What's my point? How am I supposed to know? Isn't it interesting?

Personally, a lot of my work is done in an ass-backwards fashion where I get an "idea" and then just write it out and then revise it and then move on. The idea, by which I usually mean the plot, is the main thing. That is not the case with any of the writers cited here, and maybe there's some sort of lesson in that. To take one's time and break that idea down all the way and then build it up again, taking time and care to make each of the millions of choices as well as one can, realizing that the words all matter, and so does everything else, all the way up the line.
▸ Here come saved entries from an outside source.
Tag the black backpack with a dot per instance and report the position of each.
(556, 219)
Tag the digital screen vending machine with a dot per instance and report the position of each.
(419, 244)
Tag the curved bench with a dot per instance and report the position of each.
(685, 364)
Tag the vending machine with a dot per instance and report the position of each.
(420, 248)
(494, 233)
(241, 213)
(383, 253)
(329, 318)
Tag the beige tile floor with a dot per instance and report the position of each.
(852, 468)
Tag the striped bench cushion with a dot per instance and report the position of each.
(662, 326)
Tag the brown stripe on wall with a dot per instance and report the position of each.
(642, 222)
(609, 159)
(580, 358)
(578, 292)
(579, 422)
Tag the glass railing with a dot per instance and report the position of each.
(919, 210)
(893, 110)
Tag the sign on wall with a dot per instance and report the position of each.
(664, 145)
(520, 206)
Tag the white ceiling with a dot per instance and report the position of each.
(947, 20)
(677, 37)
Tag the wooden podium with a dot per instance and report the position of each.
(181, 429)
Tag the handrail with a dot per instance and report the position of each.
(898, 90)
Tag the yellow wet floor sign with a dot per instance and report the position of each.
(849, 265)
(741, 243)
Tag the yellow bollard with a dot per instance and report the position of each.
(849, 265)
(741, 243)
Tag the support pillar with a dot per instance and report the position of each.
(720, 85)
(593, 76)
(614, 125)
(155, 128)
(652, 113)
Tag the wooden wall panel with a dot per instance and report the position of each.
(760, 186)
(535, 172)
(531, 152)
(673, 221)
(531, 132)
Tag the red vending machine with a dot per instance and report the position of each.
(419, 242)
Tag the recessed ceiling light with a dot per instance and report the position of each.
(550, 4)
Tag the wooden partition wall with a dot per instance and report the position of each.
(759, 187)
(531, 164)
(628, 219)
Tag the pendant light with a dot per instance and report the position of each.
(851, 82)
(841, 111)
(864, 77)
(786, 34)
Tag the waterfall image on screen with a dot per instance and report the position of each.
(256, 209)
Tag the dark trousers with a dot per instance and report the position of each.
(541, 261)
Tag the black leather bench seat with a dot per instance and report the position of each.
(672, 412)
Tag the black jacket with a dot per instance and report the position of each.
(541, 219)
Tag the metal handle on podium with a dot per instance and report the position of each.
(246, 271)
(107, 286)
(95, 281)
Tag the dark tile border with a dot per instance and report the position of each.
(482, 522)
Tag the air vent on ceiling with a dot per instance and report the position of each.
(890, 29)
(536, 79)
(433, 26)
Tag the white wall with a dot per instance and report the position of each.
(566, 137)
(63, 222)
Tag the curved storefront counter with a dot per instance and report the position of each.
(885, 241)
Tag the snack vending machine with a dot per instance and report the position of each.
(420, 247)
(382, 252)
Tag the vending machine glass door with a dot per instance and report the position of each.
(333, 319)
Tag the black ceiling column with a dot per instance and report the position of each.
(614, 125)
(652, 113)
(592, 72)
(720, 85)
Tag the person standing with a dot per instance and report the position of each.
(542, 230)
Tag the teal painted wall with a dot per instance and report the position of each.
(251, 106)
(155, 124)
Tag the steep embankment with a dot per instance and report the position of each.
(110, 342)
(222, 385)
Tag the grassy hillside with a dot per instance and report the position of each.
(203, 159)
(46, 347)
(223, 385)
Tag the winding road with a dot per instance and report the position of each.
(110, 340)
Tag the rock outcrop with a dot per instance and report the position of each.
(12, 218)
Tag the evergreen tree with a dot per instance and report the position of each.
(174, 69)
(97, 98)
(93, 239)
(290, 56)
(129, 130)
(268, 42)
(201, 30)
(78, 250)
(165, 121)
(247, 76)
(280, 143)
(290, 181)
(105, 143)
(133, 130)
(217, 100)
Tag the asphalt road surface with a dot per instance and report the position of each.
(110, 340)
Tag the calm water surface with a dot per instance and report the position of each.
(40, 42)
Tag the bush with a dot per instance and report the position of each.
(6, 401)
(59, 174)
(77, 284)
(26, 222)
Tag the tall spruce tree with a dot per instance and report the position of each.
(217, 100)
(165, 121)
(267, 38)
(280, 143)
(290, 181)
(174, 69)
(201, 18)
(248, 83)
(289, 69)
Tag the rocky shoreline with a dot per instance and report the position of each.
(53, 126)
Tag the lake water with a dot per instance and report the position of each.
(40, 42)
You hear a lot of talk among writers these days about "language" and how "all stories are made out of language" and what not. True. But they're also made out of scenes, and characters, and plots or the lack of them (which is itself a sort of plot). And they also take place in time, like music and film. And they say things, even if all they say is that they have nothing to say (which itself a sort of statement).

All of these things matter. You've got to be in control of all of them and make them all work toward the larger goal, whatever that might be. As if this writing shit wasn't hard enough already, right? Still, if you're not going to really do it and do it all the way then what exactly is the fucking point?